Le Président s’assoit dans son fauteuil derrière son bureau, ajuste sa cravate et invite d’un geste autoritaire son interlocuteur à prendre place dans la chaise en face. Il reste un moment silencieux, tournant les pages d’un volumineux rapport ; avec son stylo-plume, il souligne ou entoure certains passages.

Jean-Gabriel pose sa canne contre son fauteuil, s’assoit et attend. Tout est calme, aucun bruit, juste le gratouillis de la plume sur le papier et le tic-tac cristallin égrainé par une petite horloge qui doit valoir son poids en or, si ce n’est plus. Les boiseries, les tableaux, le mobilier… dans l’immeuble ultramoderne de la Commission européenne, cette pièce est décorée avec beaucoup de classicisme comme si l’intention était de montrer que l’Europe plonge ses racines dans l’Histoire, qu’elle y puise depuis plusieurs siècles ce qui constitue son rayonnement, sa grandeur. Tout respire le luxe, même l’odeur semble précieuse. Il n’aime pas. Il suppose que l’intention est d’impressionner les visiteurs, de faire en sorte qu’ils soient intimidés par les ors de la Commission européenne. Il ne se sent ni impressionné, ni intimidé, juste incommodé. Il se demande s’il a bien fait de venir. Mais avait-il le choix ?

Traducteur-libraire, installé à Marche-en-Famenne en Wallonie, spécialiste en philosophie occidentale, il ne parvient pas à joindre les deux bouts. Pas assez de clients, trop de charges, un peu de laisser-aller dans sa comptabilité… il risque de devoir déposer la clé sous la porte s’il ne trouve pas un job rémunérateur. Mettre au service de l’Europe sa parfaite connaissance de douze langues différentes pourrait constituer une solution acceptable. C’est pourquoi il a postulé pour ce job d’interprète.

Il rajuste sa position sur sa chaise, sa jambe lui fait un peu mal ; c’est comme ça quand il se sent un peu stressé. Il pourrait envisager une opération du genou mais ça lui coûterait trop cher alors il continue à utiliser sa vieille canne.

Le silence s’éternise juste ponctué par le tic-tac de la pendule. Jean-Gabriel passe sa main sur son crâne chauve Une idée lui vient, autant jouer cash se dit-il. Il sourit en envisageant la suite de l’entretien.

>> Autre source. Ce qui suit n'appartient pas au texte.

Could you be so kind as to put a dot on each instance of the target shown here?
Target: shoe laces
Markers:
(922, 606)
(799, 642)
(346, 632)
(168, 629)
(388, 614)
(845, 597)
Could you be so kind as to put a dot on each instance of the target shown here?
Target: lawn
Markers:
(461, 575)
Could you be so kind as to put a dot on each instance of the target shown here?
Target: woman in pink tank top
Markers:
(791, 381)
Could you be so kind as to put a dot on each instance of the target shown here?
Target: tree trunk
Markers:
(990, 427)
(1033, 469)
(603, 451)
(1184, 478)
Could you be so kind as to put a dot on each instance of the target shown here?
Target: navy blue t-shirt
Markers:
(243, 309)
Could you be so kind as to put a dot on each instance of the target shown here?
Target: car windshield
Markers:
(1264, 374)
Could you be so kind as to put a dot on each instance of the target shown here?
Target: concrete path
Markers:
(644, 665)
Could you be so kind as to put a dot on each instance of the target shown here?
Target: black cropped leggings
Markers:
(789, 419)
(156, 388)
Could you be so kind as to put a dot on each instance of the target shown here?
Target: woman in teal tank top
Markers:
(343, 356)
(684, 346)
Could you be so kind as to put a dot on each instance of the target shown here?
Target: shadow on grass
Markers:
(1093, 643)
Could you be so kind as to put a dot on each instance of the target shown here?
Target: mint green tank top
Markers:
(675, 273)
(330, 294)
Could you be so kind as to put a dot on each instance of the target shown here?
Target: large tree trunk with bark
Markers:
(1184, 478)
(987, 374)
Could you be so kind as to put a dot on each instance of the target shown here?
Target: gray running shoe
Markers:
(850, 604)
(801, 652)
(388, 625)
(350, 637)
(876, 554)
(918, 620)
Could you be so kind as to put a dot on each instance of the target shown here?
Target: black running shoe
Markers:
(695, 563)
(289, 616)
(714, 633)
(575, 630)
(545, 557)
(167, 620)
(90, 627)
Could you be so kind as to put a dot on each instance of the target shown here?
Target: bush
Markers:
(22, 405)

Le Président tripote son nœud de cravate avant de reprendre la parole. Jean-Gabriel écoute. Il lui est fait un compte rendu des lacunes qui apparaissent dans le rapport : si la maîtrise de la langue écrite ne pose pas de problème il n’en va pas de même avec l’oral. Quelques approximations ont été constatées aussi bien en russe qu’en chinois, fort heureusement il a très bien déjoué les pièges des tests en anglais et en anglo-américain.

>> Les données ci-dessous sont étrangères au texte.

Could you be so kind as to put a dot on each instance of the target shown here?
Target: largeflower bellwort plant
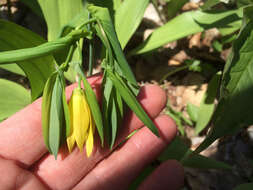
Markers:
(75, 122)
(82, 126)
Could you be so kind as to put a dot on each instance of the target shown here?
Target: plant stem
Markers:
(173, 72)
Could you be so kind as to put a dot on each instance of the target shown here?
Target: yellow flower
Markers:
(82, 126)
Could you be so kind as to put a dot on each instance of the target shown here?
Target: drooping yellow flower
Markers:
(82, 125)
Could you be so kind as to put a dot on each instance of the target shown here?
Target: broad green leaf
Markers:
(178, 150)
(103, 16)
(34, 6)
(59, 13)
(14, 68)
(127, 18)
(92, 101)
(13, 97)
(174, 6)
(112, 5)
(45, 110)
(131, 101)
(236, 91)
(192, 111)
(186, 24)
(207, 105)
(42, 50)
(245, 186)
(56, 117)
(37, 70)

-          C’est un point très favorable. Il y a aussi votre capacité d’apprentissage, vous parvenez à mémoriser un lexique très vite et à l’utiliser à bon escient.

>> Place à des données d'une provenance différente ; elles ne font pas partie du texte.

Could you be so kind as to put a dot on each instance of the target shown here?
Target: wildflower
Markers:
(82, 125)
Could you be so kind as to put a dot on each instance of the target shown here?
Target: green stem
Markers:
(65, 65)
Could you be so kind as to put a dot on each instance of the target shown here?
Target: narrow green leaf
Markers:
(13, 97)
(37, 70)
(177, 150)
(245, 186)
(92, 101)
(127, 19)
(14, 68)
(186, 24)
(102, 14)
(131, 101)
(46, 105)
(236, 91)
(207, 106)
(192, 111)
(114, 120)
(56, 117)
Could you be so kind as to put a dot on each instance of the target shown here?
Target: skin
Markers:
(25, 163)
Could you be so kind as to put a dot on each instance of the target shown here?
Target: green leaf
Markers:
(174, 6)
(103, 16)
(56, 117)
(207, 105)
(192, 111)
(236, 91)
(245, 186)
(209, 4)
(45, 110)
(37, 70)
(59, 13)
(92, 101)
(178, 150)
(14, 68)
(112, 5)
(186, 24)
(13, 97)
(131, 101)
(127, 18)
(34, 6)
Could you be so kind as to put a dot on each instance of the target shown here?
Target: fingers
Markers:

Le Président lisse à nouveau sa cravate et ajoute : Enfin ce qui m’a beaucoup intéressé c’est votre parcours, il est totalement atypique, mais il me donne à penser que je peux croire à votre probité : j’ai le sentiment que je peux vous accorder la plus totale confiance. Toutefois…

-          Elle vous gêne ?

-          Quoi ? Qu’est-ce qui me gêne ?

-          Votre cravate.

Le président de la Commission européenne lui jette un regard interloqué.

-          Je vous propose le poste de traducteur officiel de la Présidence et vous me parlez de ma cravate, je ne vous comprends pas !

-          C’est important de se sentir bien dans ses vêtements… vous devriez l’enlever.

-          Quelle idée ! Jamais de la vie !

-          Pourtant vous seriez plus à l’aise.

-          Mais j’aurais l’air de quoi ?

-          D’un type qui se libère de l’emprise d’une certaine forme de société. La cravate c’est un peu la corde du pendu. L’homme, qui se revendique comme appartenant à une certaine élite, porte ce symbole autour du cou en attendant de croiser le gibet où on va pouvoir le pendre.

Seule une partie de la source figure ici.